1. A Children’s Story


    There was a heart. And it was small. Wedged between a rusty car wheel and moss-grown log beneath a swaying trestle bridge. It lived on the muddy bed of a river that flowed dark and thick with the waste of man, and beast, and world. The scourge of the town, no one paid any mind to the river except to dump their unwanted things. Even withered possums would not drink from its waters, nor did the toughest thistle grow on its grime-slick banks. The river ran slow and stagnant with a black hate so that the gentle sun was unable to touch the bottom depths. And the heart just sat there in the muck of humanity as it had for years upon years, beating ever so slight within a pale, sick skin.

    A traveling doorbell salesman, defeated and head-heavy, stood upon the old bridge on a low Fall night, looking over the old river, and wept. Not a soul in that town had use for a doorbell, for not a soul wanted to be bothered with visitors, or goodwill of any sort. He uncapped a fifteen dollar bottle of bourbon, cursing to the skies above, “Goddamn this town!” and poured the whiskey down his throat until his own heart pounded, and beat, and beat, and beat so hard it shot from his chest like a great cannon ball of war. It landed far with a hard splash into the sludge below. The salesman followed, sinking like everything else around him. Only hope can float, and the salesman’s briefcase stuffed of doorbells knew this. It, too, threw its own heavy self to heed the same action of the heart and body. And as those parts before, it sank with a dismal run to the bottom, jarring that green-slime log that held the sick heart hostage for so many years. The heart bumped around the murk like a drunk fish, thumping a bit harder as a faint yellow glow formed around it, rising slow but eager to the surface. It came to rest in the foamy shallows on the east bank.
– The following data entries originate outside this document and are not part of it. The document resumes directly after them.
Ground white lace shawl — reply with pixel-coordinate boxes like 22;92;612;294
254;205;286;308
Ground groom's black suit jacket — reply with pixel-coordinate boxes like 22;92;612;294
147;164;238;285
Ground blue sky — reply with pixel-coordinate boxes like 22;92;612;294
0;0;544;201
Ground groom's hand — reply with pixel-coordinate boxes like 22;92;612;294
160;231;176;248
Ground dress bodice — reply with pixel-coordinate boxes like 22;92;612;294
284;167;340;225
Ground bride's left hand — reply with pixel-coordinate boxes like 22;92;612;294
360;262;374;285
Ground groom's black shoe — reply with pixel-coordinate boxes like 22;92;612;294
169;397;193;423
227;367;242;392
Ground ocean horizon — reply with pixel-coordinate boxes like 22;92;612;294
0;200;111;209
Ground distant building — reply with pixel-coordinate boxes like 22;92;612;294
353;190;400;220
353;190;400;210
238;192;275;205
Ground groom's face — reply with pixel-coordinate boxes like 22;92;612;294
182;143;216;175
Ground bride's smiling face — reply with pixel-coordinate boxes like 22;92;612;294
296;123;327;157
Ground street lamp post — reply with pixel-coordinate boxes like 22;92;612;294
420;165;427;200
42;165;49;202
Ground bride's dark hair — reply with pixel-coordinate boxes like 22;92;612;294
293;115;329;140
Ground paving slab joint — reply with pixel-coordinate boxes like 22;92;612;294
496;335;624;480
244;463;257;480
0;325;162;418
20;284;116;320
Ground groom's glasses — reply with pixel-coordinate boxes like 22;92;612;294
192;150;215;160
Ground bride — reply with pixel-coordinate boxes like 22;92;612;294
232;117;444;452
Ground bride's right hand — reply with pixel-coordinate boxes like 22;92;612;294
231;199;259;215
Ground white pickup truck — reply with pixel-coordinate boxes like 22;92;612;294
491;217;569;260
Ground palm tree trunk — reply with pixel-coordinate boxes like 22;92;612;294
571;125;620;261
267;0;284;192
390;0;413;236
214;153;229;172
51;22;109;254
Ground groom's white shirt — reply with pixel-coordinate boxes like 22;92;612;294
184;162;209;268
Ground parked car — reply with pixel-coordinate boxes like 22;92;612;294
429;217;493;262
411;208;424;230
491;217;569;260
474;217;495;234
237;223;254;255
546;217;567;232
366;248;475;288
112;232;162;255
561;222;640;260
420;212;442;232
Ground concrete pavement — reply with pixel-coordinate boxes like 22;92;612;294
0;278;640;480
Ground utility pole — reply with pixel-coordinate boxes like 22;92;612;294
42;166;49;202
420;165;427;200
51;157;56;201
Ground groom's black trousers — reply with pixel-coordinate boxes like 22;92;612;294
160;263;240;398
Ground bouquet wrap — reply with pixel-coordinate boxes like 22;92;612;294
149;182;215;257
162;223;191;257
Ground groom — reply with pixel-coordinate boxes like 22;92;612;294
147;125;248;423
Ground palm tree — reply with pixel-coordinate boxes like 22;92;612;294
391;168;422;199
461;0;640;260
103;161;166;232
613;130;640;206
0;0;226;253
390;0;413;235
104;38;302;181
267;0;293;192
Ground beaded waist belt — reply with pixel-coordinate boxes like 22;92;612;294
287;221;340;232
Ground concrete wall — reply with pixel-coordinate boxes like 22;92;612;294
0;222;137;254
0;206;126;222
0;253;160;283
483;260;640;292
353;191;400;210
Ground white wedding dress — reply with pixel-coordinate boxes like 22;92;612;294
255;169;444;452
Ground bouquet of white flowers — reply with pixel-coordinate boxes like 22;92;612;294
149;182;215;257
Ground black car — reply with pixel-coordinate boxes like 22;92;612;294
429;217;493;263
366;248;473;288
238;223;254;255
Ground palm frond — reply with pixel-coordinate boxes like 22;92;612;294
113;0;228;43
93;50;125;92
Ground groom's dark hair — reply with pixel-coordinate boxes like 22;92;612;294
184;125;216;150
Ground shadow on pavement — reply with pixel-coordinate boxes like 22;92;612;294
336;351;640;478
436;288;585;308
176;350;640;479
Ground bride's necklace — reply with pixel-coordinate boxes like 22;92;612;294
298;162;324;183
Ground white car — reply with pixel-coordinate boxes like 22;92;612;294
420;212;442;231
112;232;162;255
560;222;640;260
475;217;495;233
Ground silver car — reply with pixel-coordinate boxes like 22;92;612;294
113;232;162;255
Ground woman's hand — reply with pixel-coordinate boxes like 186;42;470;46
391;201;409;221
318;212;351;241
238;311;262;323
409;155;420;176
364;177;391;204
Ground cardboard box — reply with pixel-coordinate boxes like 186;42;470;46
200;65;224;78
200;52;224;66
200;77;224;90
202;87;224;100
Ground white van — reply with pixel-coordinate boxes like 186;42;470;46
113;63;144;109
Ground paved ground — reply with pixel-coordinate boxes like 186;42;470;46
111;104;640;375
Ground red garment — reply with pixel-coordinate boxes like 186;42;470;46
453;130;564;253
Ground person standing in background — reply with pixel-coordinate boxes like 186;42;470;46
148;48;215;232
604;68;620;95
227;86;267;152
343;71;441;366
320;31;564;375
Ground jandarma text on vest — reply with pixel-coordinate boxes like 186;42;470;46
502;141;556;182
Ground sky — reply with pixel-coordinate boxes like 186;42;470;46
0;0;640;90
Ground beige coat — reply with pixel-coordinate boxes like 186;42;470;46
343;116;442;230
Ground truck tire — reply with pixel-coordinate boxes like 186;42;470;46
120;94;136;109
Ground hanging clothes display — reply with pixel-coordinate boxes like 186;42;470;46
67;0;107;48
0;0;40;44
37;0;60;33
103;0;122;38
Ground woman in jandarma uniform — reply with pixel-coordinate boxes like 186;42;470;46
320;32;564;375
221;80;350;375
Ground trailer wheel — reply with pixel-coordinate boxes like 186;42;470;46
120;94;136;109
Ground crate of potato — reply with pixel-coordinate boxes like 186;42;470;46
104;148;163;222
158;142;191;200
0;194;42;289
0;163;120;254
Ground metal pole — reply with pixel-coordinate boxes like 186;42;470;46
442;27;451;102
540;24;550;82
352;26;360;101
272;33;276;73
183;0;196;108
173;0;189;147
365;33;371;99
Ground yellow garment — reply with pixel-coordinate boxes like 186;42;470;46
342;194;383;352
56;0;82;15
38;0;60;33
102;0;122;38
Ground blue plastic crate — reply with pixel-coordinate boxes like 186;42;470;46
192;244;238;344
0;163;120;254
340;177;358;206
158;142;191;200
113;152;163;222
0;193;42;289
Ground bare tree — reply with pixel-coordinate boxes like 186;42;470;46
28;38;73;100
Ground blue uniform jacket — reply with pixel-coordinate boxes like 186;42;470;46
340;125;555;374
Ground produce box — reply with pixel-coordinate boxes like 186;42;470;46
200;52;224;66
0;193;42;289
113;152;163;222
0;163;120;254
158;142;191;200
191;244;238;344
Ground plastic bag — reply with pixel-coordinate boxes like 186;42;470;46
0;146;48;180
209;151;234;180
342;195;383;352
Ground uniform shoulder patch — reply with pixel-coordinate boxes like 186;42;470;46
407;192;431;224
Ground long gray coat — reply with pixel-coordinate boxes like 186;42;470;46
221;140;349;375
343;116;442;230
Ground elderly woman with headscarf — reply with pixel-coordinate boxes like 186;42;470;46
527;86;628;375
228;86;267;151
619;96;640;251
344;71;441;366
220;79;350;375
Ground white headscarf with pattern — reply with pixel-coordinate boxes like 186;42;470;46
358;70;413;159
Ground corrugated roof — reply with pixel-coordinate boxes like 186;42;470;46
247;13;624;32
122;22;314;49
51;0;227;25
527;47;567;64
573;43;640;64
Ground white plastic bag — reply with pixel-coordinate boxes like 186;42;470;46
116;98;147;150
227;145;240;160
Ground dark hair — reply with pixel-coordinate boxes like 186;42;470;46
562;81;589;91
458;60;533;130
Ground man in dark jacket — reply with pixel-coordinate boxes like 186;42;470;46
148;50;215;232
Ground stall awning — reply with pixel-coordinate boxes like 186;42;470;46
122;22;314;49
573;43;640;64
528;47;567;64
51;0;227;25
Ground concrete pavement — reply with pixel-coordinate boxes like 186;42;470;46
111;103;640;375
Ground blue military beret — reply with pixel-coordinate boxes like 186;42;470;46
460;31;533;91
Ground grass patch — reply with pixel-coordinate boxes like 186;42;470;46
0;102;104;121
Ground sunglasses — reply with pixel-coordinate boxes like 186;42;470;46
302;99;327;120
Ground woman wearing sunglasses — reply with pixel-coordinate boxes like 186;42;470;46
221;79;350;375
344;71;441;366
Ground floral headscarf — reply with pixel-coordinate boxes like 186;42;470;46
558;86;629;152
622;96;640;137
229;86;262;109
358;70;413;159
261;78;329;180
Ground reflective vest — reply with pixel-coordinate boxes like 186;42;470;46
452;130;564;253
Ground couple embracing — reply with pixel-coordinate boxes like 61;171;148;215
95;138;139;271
    A pleasant October sun showed bright and orange the next morning. A young girl, fair of skin and hair, with eyes blue and bright as polished sapphires, trekked the gray river edge to rid herself of a shabby teddy bear she had grown tired of, and too wise for, she had felt. She stopped and stood on the east shore just downstream from the trestle, looking to the bear one last time, pretty eyes pregnant with tears. She wound her arm high with the stuffed animal clutched in her short hand, and just before deliverance into the black waters she saw the heart, a little bigger than before, pulsing there in the dull pools showing that slight gold. She bent and touched the heart. It was fever-pitched and soft, as was the nearest water it beat within. The bear was left there on the bank where the heart was found. The little girl tucked it deep within her jacket pocket, near her own thumping chest.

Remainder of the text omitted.